Pie Crust - No Wheat Involved!

When people find out that I've decided to try going wheat-free in my family's diet, they are shocked not realizing that it is relatively easy to incorporate into your lifestyle and can be done gradually. If you like to work in the kitchen, it is a new level of challenge and actually wakes up your creativity as you reinvent favorite recipes. People also forget that it is only wheat you are omitting and that butter, sugar (depending on your personal diet needs), and most everything else is still in place. It can also stretch your grocery money a bit further as you will no longer want to purchase boxed cookies, cake mixes, and prepackaged fast food items.

As I said, however, my suggestion is you read about making this change, search the Internet and browse the recipes, and ponder how and if you can make a change like this. My free time on the computer, yesterday, was Googling my favorite cookie/bread recipes but prefacing the search line with 'gluten-free'. I came up with a substitute on every search!

Over the weekend, I made a lemon custard pie to treat my family. I found a recipe that used cornstarch for the thickener and my real change was the pie crust. Wanted to share it with you as it smelled amazing while it was baking and tasted like extra-good graham cracker crumb crust.

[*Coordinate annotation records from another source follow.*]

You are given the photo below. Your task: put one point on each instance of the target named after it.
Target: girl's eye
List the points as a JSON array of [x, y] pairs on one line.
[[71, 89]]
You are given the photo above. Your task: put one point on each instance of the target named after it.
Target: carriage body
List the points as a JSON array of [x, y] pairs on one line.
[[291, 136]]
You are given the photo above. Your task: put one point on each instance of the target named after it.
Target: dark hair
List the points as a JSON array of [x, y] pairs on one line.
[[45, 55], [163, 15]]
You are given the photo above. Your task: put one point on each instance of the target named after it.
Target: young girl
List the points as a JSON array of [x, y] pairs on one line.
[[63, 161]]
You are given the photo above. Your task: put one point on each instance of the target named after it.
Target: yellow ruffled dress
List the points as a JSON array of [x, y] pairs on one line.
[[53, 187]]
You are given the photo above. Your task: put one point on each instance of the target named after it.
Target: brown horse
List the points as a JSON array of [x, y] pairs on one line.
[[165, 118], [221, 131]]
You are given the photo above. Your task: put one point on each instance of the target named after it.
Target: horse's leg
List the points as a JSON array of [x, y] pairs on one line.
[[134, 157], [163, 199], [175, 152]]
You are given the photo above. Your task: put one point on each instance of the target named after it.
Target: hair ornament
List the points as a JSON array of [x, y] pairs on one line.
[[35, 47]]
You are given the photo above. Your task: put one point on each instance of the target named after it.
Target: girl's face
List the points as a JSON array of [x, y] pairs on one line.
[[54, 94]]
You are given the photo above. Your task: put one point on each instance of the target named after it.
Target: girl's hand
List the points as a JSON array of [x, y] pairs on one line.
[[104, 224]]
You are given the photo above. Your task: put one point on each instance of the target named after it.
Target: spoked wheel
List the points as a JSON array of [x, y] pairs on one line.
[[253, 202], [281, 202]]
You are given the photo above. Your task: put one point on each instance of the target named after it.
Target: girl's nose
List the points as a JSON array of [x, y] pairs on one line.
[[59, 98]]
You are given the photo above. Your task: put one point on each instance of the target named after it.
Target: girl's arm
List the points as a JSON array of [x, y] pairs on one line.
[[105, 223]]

Gluten-Free Nut Crumb Crust
1 cup ground almonds
1 cup ground golden flax seed
1 teaspoon vanilla extract
1/4 cup granulated sugar
1 stick butter, melted and slightly cooled

Place all the ingredients in a mixing bowl and mix well. Press the crust into a pie pan (8"-9" size).

If you need a prebaked pie crust, bake for 15 minutes in a preheated 350 degree oven until crust is set and golden. Fill with your favorite custard or non-baked filling.

If you want to bake a filling in the crust, prebake for approximately 10 minutes, cool a bit, add your filling and bake according to your recipe.